したがって、これらの事実からしても、本件商標は、引用商標1ないし3、及び同様に「キューピー」の称呼が生じる引用商標4ないし6とは、いずれも称呼上非類似であるとみなければならないことは明らかである。
(5)したがって、本件商標と各引用商標とは、外観上及び観念上はもちろん称呼上も非類似である。
よって、本件商標は商標法第4条第1項第11号に該当するとの請求人の主張には理由がない。
2 商標法第4条第1項第15号について
請求人は、本件商標がその指定商品に使用された場合、該商品の出所の混同を生じさせるおそれがあると主張している。
(1)しかし、前項1の記載から明らかなとおり、本件商標は、引用商標1ないし6と外観、観念、称呼のいずれの点においても類似しないものであり、さらに、本件商標は、「キューピー人形の図形」のみからなる引用商標7とは勿論のこと、片仮名文字「キューピー」からなる引用商標8とも、外観、観念、称呼のいずれの点においても類似するものでない。

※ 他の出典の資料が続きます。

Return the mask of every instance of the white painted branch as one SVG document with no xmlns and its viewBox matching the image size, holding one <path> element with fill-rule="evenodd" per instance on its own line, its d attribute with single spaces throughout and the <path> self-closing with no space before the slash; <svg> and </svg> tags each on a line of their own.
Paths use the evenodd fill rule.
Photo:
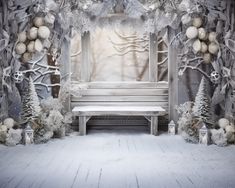
<svg viewBox="0 0 235 188">
<path fill-rule="evenodd" d="M 43 86 L 46 87 L 47 91 L 49 92 L 49 88 L 50 87 L 54 87 L 54 86 L 60 86 L 60 84 L 45 84 L 45 83 L 41 83 L 41 82 L 35 82 L 34 85 L 39 85 L 39 86 Z"/>
</svg>

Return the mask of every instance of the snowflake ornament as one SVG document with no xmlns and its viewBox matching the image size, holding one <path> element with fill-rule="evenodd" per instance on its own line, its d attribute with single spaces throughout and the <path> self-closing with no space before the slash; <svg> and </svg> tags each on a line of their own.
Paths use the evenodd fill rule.
<svg viewBox="0 0 235 188">
<path fill-rule="evenodd" d="M 217 71 L 213 71 L 210 75 L 210 79 L 214 84 L 220 83 L 221 76 Z"/>
</svg>

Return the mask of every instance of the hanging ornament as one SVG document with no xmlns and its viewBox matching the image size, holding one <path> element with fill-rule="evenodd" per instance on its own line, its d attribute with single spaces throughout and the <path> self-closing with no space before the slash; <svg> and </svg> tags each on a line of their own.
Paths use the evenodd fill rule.
<svg viewBox="0 0 235 188">
<path fill-rule="evenodd" d="M 214 84 L 220 83 L 221 76 L 217 71 L 213 71 L 210 75 L 210 79 Z"/>
<path fill-rule="evenodd" d="M 21 83 L 24 80 L 24 75 L 22 71 L 16 71 L 13 74 L 13 79 L 15 81 L 15 83 Z"/>
</svg>

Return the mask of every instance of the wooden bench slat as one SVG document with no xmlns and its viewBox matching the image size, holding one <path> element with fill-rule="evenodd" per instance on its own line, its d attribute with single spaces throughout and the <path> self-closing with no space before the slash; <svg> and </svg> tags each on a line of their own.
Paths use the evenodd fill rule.
<svg viewBox="0 0 235 188">
<path fill-rule="evenodd" d="M 94 105 L 101 105 L 101 106 L 161 106 L 161 107 L 168 107 L 168 101 L 164 102 L 72 102 L 71 107 L 75 106 L 94 106 Z"/>
<path fill-rule="evenodd" d="M 73 87 L 87 87 L 88 89 L 168 89 L 168 82 L 71 82 Z"/>
<path fill-rule="evenodd" d="M 167 102 L 167 96 L 82 96 L 71 97 L 72 102 Z"/>
</svg>

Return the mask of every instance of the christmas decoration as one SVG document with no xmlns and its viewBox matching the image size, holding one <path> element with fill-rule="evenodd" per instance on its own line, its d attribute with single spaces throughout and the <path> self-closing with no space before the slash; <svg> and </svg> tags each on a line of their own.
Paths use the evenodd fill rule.
<svg viewBox="0 0 235 188">
<path fill-rule="evenodd" d="M 29 145 L 34 143 L 34 130 L 27 124 L 24 129 L 24 144 Z"/>
<path fill-rule="evenodd" d="M 211 118 L 210 100 L 206 88 L 206 80 L 202 77 L 192 109 L 193 114 L 204 122 L 208 122 Z"/>
<path fill-rule="evenodd" d="M 199 129 L 199 144 L 209 144 L 209 131 L 205 124 L 203 124 L 203 126 Z"/>
<path fill-rule="evenodd" d="M 22 99 L 22 120 L 30 122 L 39 117 L 41 113 L 40 102 L 35 90 L 32 78 L 29 78 L 29 85 L 24 92 Z"/>
<path fill-rule="evenodd" d="M 218 84 L 220 82 L 221 76 L 217 71 L 213 71 L 210 75 L 211 81 L 215 84 Z"/>
<path fill-rule="evenodd" d="M 170 123 L 168 124 L 168 134 L 175 135 L 175 133 L 176 133 L 176 125 L 175 122 L 171 120 Z"/>
</svg>

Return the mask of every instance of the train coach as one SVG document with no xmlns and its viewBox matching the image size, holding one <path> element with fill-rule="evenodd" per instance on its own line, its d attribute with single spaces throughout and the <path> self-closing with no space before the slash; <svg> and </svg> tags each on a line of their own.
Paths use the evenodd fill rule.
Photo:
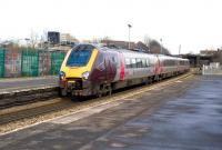
<svg viewBox="0 0 222 150">
<path fill-rule="evenodd" d="M 102 97 L 112 90 L 173 77 L 189 69 L 186 59 L 79 44 L 62 62 L 59 87 L 62 96 Z"/>
</svg>

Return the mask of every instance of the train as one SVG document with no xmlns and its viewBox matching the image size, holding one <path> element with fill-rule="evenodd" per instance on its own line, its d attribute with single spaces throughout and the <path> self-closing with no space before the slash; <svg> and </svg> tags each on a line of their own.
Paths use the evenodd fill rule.
<svg viewBox="0 0 222 150">
<path fill-rule="evenodd" d="M 190 70 L 188 59 L 81 43 L 68 51 L 59 72 L 61 96 L 108 96 Z"/>
</svg>

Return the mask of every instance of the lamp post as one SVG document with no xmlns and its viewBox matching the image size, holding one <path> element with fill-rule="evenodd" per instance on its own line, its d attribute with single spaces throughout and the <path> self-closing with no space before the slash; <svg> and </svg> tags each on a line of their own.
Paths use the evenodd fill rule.
<svg viewBox="0 0 222 150">
<path fill-rule="evenodd" d="M 28 46 L 29 46 L 30 39 L 26 38 L 24 40 L 27 41 L 27 49 L 26 49 L 26 57 L 23 58 L 23 60 L 26 60 L 24 61 L 26 64 L 27 64 L 26 68 L 28 68 L 29 67 L 29 62 L 30 62 L 29 54 L 28 54 Z M 26 76 L 30 76 L 30 69 L 29 68 L 27 69 L 27 74 Z"/>
<path fill-rule="evenodd" d="M 180 53 L 181 53 L 181 44 L 179 46 L 179 56 L 180 56 Z"/>
<path fill-rule="evenodd" d="M 131 24 L 128 24 L 128 28 L 129 28 L 129 49 L 130 49 L 130 29 L 132 28 L 132 26 Z"/>
<path fill-rule="evenodd" d="M 162 39 L 160 39 L 160 46 L 161 46 L 160 53 L 162 54 L 162 50 L 163 50 Z"/>
</svg>

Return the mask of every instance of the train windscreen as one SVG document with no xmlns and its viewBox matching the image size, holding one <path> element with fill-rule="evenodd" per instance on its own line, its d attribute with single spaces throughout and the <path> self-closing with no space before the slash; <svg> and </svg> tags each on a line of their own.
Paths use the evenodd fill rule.
<svg viewBox="0 0 222 150">
<path fill-rule="evenodd" d="M 91 46 L 78 46 L 74 48 L 67 61 L 69 67 L 83 67 L 87 66 L 90 56 L 92 53 L 93 47 Z"/>
</svg>

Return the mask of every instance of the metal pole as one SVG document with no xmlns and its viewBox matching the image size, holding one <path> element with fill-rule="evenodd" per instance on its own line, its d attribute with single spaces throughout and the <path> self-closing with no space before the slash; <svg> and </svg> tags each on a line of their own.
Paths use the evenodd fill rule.
<svg viewBox="0 0 222 150">
<path fill-rule="evenodd" d="M 132 28 L 132 26 L 131 24 L 128 24 L 128 27 L 129 27 L 129 49 L 131 48 L 130 47 L 130 28 Z"/>
<path fill-rule="evenodd" d="M 162 54 L 162 49 L 163 49 L 163 48 L 162 48 L 162 39 L 160 39 L 160 42 L 161 42 L 161 43 L 160 43 L 160 44 L 161 44 L 160 53 Z"/>
</svg>

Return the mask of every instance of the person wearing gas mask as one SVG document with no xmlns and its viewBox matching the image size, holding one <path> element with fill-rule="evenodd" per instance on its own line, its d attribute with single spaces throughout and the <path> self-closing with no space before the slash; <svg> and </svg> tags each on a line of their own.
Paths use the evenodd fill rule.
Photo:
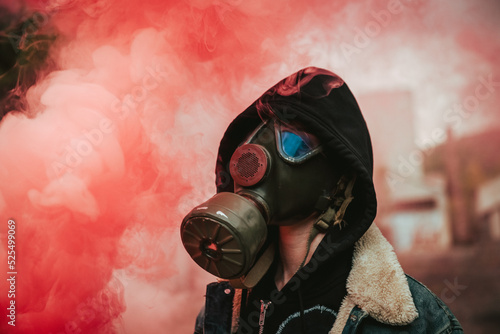
<svg viewBox="0 0 500 334">
<path fill-rule="evenodd" d="M 370 136 L 336 74 L 308 67 L 236 117 L 217 194 L 184 218 L 184 247 L 220 277 L 195 333 L 462 333 L 406 276 L 373 224 Z"/>
</svg>

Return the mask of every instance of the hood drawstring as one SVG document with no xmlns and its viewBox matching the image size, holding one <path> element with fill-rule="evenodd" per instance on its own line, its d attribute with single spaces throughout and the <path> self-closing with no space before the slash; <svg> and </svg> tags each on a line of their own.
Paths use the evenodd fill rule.
<svg viewBox="0 0 500 334">
<path fill-rule="evenodd" d="M 297 289 L 297 293 L 299 295 L 301 333 L 306 334 L 306 320 L 304 317 L 304 301 L 302 300 L 302 292 L 300 291 L 300 286 Z"/>
</svg>

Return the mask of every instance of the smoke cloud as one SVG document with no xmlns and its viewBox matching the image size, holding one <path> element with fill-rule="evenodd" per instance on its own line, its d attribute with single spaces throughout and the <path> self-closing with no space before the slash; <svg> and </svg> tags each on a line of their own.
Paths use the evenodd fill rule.
<svg viewBox="0 0 500 334">
<path fill-rule="evenodd" d="M 213 278 L 185 254 L 179 224 L 215 192 L 229 122 L 300 68 L 332 70 L 355 95 L 411 90 L 421 136 L 491 77 L 491 97 L 467 119 L 499 124 L 495 1 L 3 7 L 18 56 L 41 50 L 37 36 L 56 37 L 43 39 L 43 66 L 18 57 L 12 69 L 32 75 L 19 76 L 19 103 L 0 123 L 0 263 L 12 219 L 17 271 L 15 328 L 0 271 L 2 333 L 191 332 Z M 9 35 L 15 22 L 21 33 Z"/>
</svg>

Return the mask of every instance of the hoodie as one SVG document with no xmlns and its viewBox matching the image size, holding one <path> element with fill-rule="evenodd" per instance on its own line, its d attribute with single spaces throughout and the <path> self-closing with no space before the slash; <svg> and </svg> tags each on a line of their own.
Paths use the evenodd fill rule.
<svg viewBox="0 0 500 334">
<path fill-rule="evenodd" d="M 318 137 L 332 167 L 356 174 L 357 180 L 354 200 L 344 216 L 346 224 L 327 231 L 309 264 L 281 291 L 274 284 L 275 261 L 256 287 L 243 292 L 240 322 L 249 333 L 288 333 L 296 326 L 302 333 L 327 333 L 346 294 L 354 243 L 376 214 L 370 135 L 354 96 L 339 76 L 316 67 L 302 69 L 271 87 L 229 125 L 219 147 L 217 192 L 234 191 L 230 158 L 269 118 L 300 123 Z M 271 294 L 276 294 L 274 300 Z M 266 307 L 262 315 L 265 326 L 262 320 L 260 325 L 249 320 Z"/>
<path fill-rule="evenodd" d="M 195 333 L 463 333 L 446 305 L 404 274 L 392 246 L 372 225 L 377 201 L 370 135 L 336 74 L 302 69 L 237 116 L 220 143 L 217 192 L 234 191 L 230 158 L 269 118 L 298 122 L 316 135 L 332 167 L 356 175 L 354 199 L 343 223 L 328 228 L 311 260 L 280 291 L 276 259 L 251 290 L 234 289 L 227 281 L 209 284 Z"/>
</svg>

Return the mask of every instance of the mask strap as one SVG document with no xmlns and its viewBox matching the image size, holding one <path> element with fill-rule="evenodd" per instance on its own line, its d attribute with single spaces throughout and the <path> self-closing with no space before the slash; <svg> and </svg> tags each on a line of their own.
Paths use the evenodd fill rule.
<svg viewBox="0 0 500 334">
<path fill-rule="evenodd" d="M 335 192 L 333 195 L 333 205 L 329 206 L 328 209 L 322 213 L 318 220 L 314 223 L 309 233 L 309 239 L 307 240 L 307 250 L 302 263 L 298 270 L 300 270 L 306 262 L 307 256 L 311 250 L 311 244 L 319 233 L 325 233 L 330 226 L 339 225 L 344 221 L 344 215 L 347 207 L 354 199 L 352 195 L 352 190 L 354 188 L 354 182 L 356 181 L 356 175 L 352 175 L 349 178 L 343 175 L 337 183 Z M 342 228 L 342 225 L 340 225 Z"/>
</svg>

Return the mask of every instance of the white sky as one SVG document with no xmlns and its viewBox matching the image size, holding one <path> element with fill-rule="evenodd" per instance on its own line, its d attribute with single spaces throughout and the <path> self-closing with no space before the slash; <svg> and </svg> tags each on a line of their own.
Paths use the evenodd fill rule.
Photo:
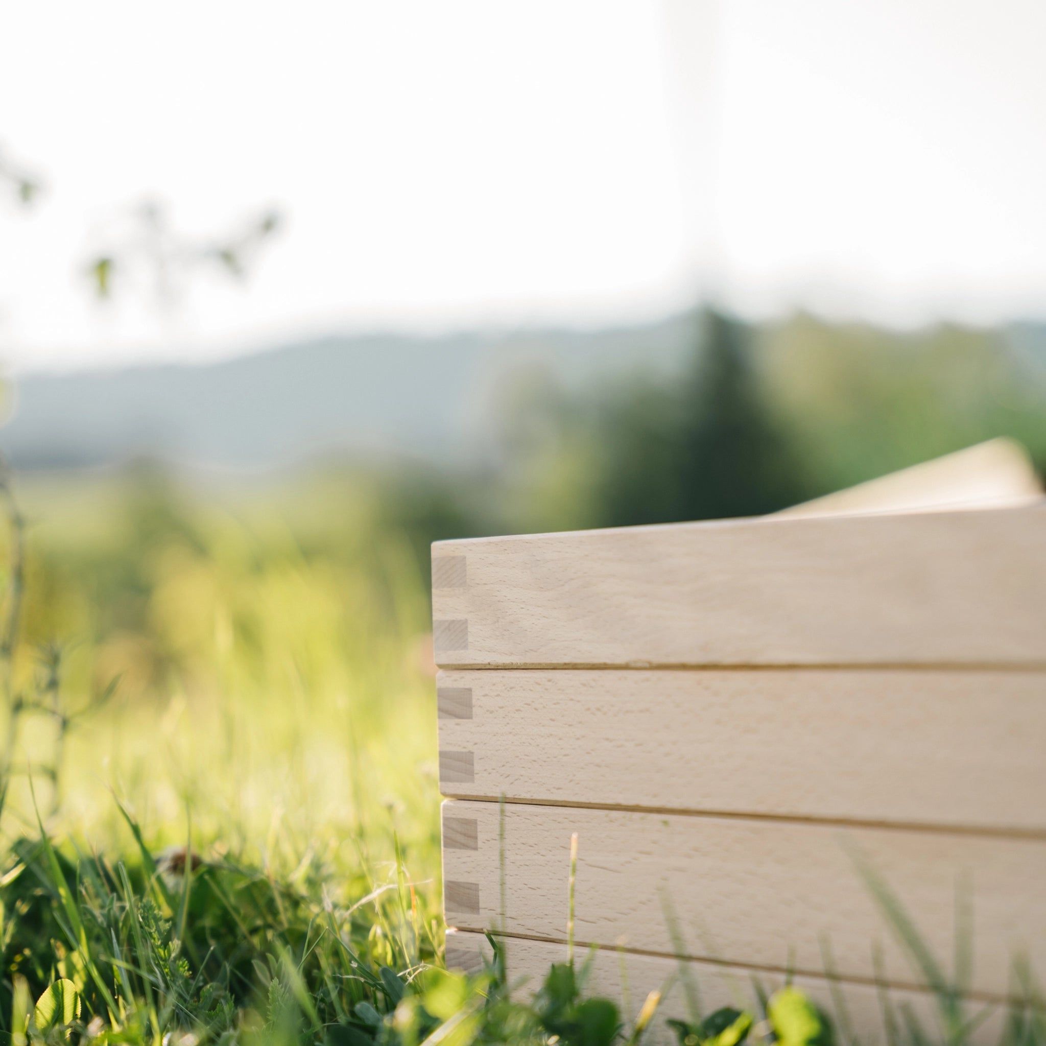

してみると、本件商標が商標法第4条第1項第15号の規定に該当するとする請求人の主張の理由として請求人が挙げている前提を欠くものである。
(2)引用商標7及び8の防護標章に類似する乙第9号証ないし同第18号証の商標(旧第1類、同第4類、第42類等)は、当該防護標章の登録後に登録になっている事実からしても、本件商標をその指定商品に使用しても、該商品が、請求人又は請求人の関連会社の業務に係るものであるかのごとく誤認されるおそれがないことは明らかである。
(3)以上のとおり、請求人の本件商標は商標法第4条第1項第15号に該当するとの主張にも理由がない。
したがって、請求人の本審判請求には全て理由がなく、本審判請求は成り立たない。

第3 当審の判断
1 商標法第4条第1項第11号について
本件商標は、第1の項で述べたとおり「CUBY」の欧文字からなるところ、その商標から生じる称呼についてみるに、その欧文字綴りに相当する特定の読みをもつ親しまれた既成の語を見出すことのできない造語からなるものである。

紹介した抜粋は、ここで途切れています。